In short, no one has owned the problem. However, staying in denial is getting harder. A pair of executive orders — 13423 and 13514 — aim to increase the government’s energy efficiency and reduce its environmental impact by holding agencies more accountable in achieving goals in those areas. Better print management is part of the program.
This fall, the General Services Administration will introduce a PrintWise campaign with a seven-step guide for lowering print costs. If the changes are adopted across the government, GSA estimates it would save $330 million. GSA also unveiled 11 blanket purchase agreements for printer products and managed print services that could save as much as $600 million in the next four years.
It's hard to say whether those eye-popping numbers are realistic, but if the experience of the Census Bureau is any indication, taking the printer problem seriously can yield savings.
The bureau's year-old initiative could easily serve as a print management playbook for others. Its measures include conducting an inventory of all printer assets and current printer use; removing unnecessary stand-alone printers and underused networked devices; strategically locating new energy-efficient network printers; and setting printer defaults to black-and-white, draft-quality, two-sided output.

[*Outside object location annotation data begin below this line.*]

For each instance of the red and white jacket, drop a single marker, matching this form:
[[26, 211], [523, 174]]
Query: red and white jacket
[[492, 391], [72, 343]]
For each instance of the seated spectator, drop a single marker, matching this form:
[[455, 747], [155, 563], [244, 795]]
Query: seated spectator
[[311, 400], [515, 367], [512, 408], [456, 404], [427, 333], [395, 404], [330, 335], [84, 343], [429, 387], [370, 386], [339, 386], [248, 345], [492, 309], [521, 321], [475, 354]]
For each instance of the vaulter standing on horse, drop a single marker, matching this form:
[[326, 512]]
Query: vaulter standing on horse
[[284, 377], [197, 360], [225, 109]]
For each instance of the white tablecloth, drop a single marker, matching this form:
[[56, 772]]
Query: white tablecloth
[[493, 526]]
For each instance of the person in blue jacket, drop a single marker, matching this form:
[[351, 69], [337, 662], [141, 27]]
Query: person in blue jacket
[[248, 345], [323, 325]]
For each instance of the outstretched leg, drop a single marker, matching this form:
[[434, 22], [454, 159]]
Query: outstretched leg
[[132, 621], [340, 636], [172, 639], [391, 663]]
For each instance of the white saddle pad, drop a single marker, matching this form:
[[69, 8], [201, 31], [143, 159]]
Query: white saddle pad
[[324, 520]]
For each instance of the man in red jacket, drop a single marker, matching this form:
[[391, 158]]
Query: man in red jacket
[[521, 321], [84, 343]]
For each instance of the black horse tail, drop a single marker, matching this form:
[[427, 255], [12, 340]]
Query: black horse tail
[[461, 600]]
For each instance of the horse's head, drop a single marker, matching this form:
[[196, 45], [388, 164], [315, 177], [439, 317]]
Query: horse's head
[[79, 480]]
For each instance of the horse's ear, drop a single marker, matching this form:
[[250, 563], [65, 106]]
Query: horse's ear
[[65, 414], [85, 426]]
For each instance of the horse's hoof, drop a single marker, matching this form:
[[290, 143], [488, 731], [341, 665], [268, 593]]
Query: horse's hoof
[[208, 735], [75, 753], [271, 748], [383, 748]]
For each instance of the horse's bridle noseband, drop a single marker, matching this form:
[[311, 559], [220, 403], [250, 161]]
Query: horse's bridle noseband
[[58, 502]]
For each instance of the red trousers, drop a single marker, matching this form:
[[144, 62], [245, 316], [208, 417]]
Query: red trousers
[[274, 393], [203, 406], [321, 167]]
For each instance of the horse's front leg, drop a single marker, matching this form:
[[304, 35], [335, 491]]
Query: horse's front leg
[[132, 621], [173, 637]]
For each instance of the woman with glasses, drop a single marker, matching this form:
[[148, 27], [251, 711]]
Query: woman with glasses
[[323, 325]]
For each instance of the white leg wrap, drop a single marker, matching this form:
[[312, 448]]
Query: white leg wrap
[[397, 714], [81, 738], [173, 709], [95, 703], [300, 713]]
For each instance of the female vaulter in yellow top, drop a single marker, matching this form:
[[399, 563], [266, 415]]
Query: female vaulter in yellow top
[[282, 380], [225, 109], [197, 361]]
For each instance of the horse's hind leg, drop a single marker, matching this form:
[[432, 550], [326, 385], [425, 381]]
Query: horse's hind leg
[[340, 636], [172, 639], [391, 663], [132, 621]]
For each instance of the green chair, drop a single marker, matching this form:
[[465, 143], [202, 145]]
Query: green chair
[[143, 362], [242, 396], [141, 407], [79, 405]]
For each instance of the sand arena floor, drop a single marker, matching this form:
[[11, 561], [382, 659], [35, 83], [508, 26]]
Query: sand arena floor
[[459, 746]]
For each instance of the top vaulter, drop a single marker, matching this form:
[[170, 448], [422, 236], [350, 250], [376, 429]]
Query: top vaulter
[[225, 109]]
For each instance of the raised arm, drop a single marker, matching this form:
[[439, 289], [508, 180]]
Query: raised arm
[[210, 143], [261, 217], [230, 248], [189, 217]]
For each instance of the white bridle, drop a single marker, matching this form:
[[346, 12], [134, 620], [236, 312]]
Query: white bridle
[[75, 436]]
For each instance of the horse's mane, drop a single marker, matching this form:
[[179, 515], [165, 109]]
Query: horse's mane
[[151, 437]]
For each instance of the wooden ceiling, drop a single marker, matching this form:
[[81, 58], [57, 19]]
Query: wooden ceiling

From May to August, the bureau's headquarters saved an estimated $120,000 just by changing the printer default settings, said Patricia Musselman, chief of the bureau's LAN Technology Support Office.
Those stubborn dreams of a totally paperless office might be unrealistic, but that doesn’t mean agencies can’t do better when it comes to paper consumption and print expenditures. Musselman illustrated that kind of pragmatism in the way she and some colleagues pitched a proposal in the Census Bureau’s employee suggestion program.
“We submitted something called the ‘Less Paper Office’ since the paperless office is unattainable in the near term,” she said.